Monday, October 1st, 2007

If you are a library data wrangler at some point you’ve probably wanted to stuff MARC data into a relational database so you can do queries across it. Perhaps your $vendor supports querying like this, but perhaps not. At any rate for some work I’ve been doing I’ve really needed to be able to get a feel for a batch of MARC authority data, in particular the data that Simon Spero has kindly made available.

So I created a little tool I’m calling marcdb which slurps in MARCXML or MARC and stuffs it into a relational database schema. The source for marcdb is available and you can install via the python cheeseshop with easy_install if you have it. As you can see from the README it lets SQLAlchemy and Elixir do the database talkin’. This results in a nice little python file that defines the schema in terms of Python classes. You ought to be able to use marcdb with any backend database (mysql, sqlite, postgres) that is supported by SQLAlchemy.

At any rate, the point of all this is to enable querying. So for example after I loaded Simon’s authority data I can do a query to see what the lay of the land is in terms of number of tags.

SELECT tag, COUNT(*) AS tag_count 
FROM data_fields 
GROUP BY tag 
ORDER BY tag_count DESC;

tag | tag_count 
-----+----------- 
035 |    558727
670 |    496600
040 |    379999
010 |    379999
953 |    369625
906 |    272196
550 |    232544
150 |    217556
450 |    211067 
952 |    185012 
151 |    158900 
451 |    143538 
781 |    122490 
043 |     92656 
053 |     92404 
675 |     42496 
551 |     24797 
667 |     14434 
985 |     13725 
680 |     10342 
681 |      8873 
410 |      7103 
360 |      4126 
073 |      3540 
180 |      3000 
019 |      1832 
678 |      1311 
580 |       857 
480 |       808 
260 |       753 
185 |       501 
510 |       369 
485 |       262 
042 |       260 
500 |       259 
016 |       243 
585 |       192 
400 |       147 
682 |       134 
710 |       132 
979 |       107 
530 |        93 
430 |        82 
665 |        44 
182 |        36 
482 |         8 
969 |         4 
181 |         4 
555 |         4 
581 |         4 
455 |         4 
582 |         3 
481 |         3 
052 |         3 
411 |         2 
155 |         2 
751 |         2 
014 |         2 
050 |         2 
856 |         1

Or, here’s a more complex query for determining the types of relationships found in See Also From Tracing fields.

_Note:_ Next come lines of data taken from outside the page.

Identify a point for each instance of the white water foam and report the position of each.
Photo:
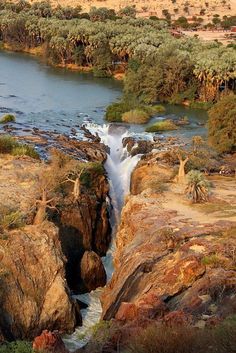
(119, 166)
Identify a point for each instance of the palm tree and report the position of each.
(198, 187)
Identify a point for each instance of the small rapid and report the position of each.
(119, 166)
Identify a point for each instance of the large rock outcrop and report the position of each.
(34, 294)
(84, 225)
(93, 273)
(170, 255)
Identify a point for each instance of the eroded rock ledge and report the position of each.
(171, 255)
(41, 264)
(34, 293)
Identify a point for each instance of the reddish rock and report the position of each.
(34, 293)
(127, 311)
(49, 342)
(92, 271)
(177, 318)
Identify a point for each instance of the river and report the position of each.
(58, 100)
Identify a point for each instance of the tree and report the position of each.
(198, 187)
(49, 179)
(128, 11)
(181, 178)
(222, 124)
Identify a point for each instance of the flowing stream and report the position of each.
(119, 166)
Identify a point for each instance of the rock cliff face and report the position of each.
(170, 255)
(34, 294)
(40, 263)
(84, 226)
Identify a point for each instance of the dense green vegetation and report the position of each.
(165, 125)
(16, 347)
(135, 116)
(222, 124)
(7, 118)
(159, 67)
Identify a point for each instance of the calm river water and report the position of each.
(57, 100)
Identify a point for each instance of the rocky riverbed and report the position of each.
(174, 260)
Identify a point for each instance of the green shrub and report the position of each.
(16, 347)
(158, 186)
(9, 145)
(7, 118)
(221, 124)
(152, 110)
(25, 150)
(115, 110)
(201, 105)
(165, 125)
(159, 338)
(198, 187)
(213, 260)
(135, 116)
(11, 220)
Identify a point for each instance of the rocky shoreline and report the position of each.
(173, 261)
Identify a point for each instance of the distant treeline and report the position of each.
(158, 66)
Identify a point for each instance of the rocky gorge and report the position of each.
(41, 263)
(174, 261)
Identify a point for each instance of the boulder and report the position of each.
(49, 342)
(34, 293)
(92, 271)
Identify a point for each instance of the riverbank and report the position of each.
(40, 53)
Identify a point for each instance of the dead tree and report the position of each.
(42, 206)
(181, 173)
(77, 185)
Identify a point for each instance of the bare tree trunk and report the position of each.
(40, 214)
(181, 173)
(76, 189)
(41, 209)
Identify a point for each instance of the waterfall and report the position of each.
(119, 166)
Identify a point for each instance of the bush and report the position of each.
(16, 347)
(198, 187)
(8, 118)
(221, 124)
(213, 260)
(165, 125)
(11, 219)
(115, 111)
(25, 150)
(160, 338)
(9, 145)
(135, 116)
(152, 110)
(201, 105)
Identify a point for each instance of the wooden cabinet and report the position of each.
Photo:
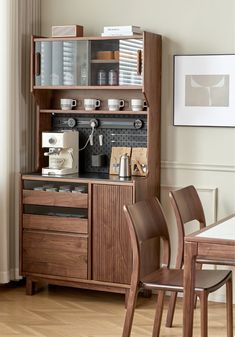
(81, 239)
(111, 258)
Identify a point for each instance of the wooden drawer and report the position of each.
(54, 254)
(64, 199)
(55, 223)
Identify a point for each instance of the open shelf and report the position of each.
(109, 87)
(99, 112)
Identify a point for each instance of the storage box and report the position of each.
(67, 31)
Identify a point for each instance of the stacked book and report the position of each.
(121, 31)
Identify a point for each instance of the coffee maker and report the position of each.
(62, 152)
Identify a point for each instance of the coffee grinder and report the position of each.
(62, 152)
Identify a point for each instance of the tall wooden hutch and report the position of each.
(81, 239)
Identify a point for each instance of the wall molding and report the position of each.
(197, 166)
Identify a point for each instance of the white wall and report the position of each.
(201, 156)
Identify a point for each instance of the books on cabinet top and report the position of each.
(121, 30)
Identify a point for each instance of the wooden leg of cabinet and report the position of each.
(146, 293)
(126, 297)
(30, 286)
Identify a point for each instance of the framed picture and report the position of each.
(204, 90)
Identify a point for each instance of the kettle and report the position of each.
(124, 166)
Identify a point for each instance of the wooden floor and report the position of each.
(66, 312)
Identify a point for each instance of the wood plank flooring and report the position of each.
(67, 312)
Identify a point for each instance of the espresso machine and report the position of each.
(62, 152)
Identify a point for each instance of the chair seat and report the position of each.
(172, 280)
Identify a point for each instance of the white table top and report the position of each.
(224, 230)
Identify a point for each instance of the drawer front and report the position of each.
(53, 223)
(64, 199)
(55, 254)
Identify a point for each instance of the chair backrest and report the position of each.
(147, 225)
(187, 207)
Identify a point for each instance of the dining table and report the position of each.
(214, 243)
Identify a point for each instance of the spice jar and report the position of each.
(113, 77)
(101, 77)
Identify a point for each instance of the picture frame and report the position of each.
(204, 90)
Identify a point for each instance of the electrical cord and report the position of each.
(90, 137)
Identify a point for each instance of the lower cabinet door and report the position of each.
(111, 249)
(54, 254)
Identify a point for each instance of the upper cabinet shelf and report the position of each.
(85, 63)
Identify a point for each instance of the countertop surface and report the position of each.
(83, 176)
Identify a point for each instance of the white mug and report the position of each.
(115, 104)
(67, 103)
(138, 104)
(91, 103)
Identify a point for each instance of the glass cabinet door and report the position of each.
(116, 62)
(62, 63)
(130, 62)
(88, 63)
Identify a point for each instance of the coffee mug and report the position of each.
(91, 103)
(138, 104)
(115, 104)
(67, 103)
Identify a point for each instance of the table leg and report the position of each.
(190, 253)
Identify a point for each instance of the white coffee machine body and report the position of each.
(62, 152)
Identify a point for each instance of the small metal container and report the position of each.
(113, 77)
(125, 166)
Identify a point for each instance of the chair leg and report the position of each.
(204, 313)
(171, 310)
(229, 307)
(158, 314)
(130, 312)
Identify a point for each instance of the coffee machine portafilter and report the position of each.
(62, 152)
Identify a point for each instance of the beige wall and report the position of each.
(201, 156)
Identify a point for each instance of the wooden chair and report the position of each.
(147, 225)
(187, 207)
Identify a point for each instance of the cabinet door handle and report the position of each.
(37, 64)
(139, 62)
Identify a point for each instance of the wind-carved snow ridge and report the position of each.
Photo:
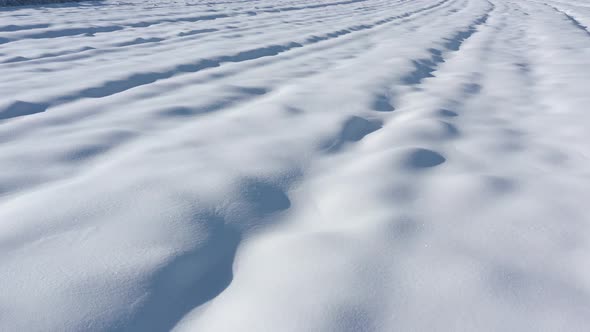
(358, 165)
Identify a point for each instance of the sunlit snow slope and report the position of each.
(281, 165)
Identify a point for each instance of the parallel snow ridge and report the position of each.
(315, 165)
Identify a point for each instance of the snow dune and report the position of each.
(355, 165)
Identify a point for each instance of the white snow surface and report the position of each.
(281, 165)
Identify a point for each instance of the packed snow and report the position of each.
(282, 165)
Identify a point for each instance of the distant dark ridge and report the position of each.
(7, 3)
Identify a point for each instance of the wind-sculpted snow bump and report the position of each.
(382, 103)
(420, 158)
(455, 42)
(21, 108)
(424, 68)
(353, 129)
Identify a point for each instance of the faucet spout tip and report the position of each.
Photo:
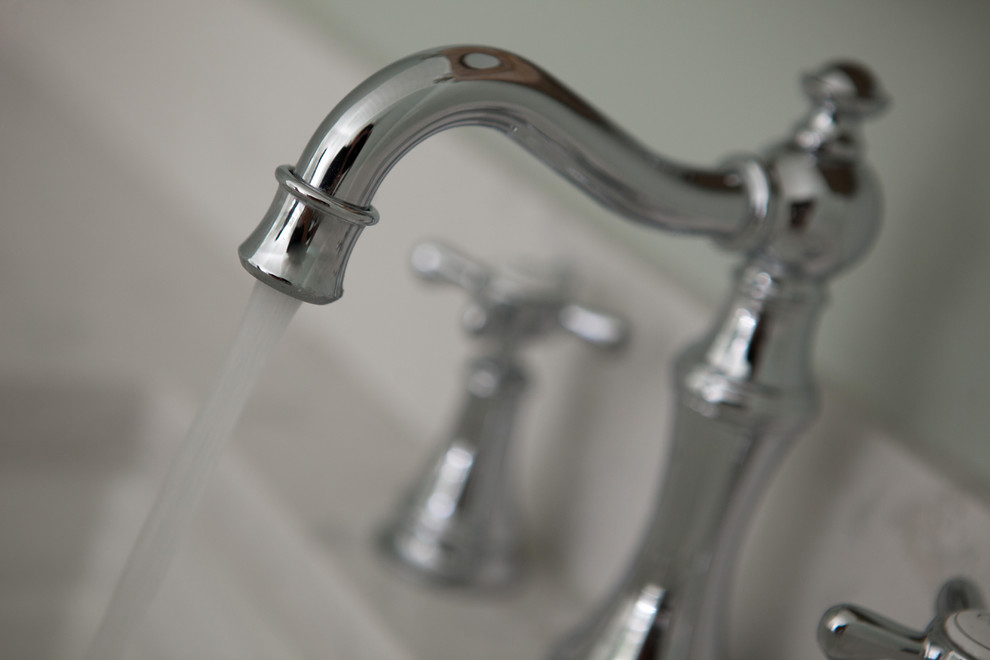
(302, 245)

SELECT subfields.value, count(*) AS value_count
FROM data_fields, subfields
WHERE data_fields.tag in ('500', '510', '511', '530', '548', '550', '551',
  '555', '580', '581', '582', '585')
AND data_fields.id = subfields.id
AND subfields.code = 'w'
GROUP BY subfields.value
ORDER BY value_count

 value | value_count
-------+-------------
 g     |        8438
 nne   |        1243
 nnaa  |        1083
 a     |         146
 b     |         140
 nna   |           8
 bnna  |           4
 anna  |           3
 n     |           2
 nnnd  |           2
 nnnb  |           1
(11 rows)

So most of the relations are ‘g’ which is for broader relations. I know MARC is kind of passé these days, but there’s a lot of it around in libraries, and it’s important to be able to make decisions about it–especially when converting it to more web-viable formats. I’d be interested in feedback if you get a chance to try it out.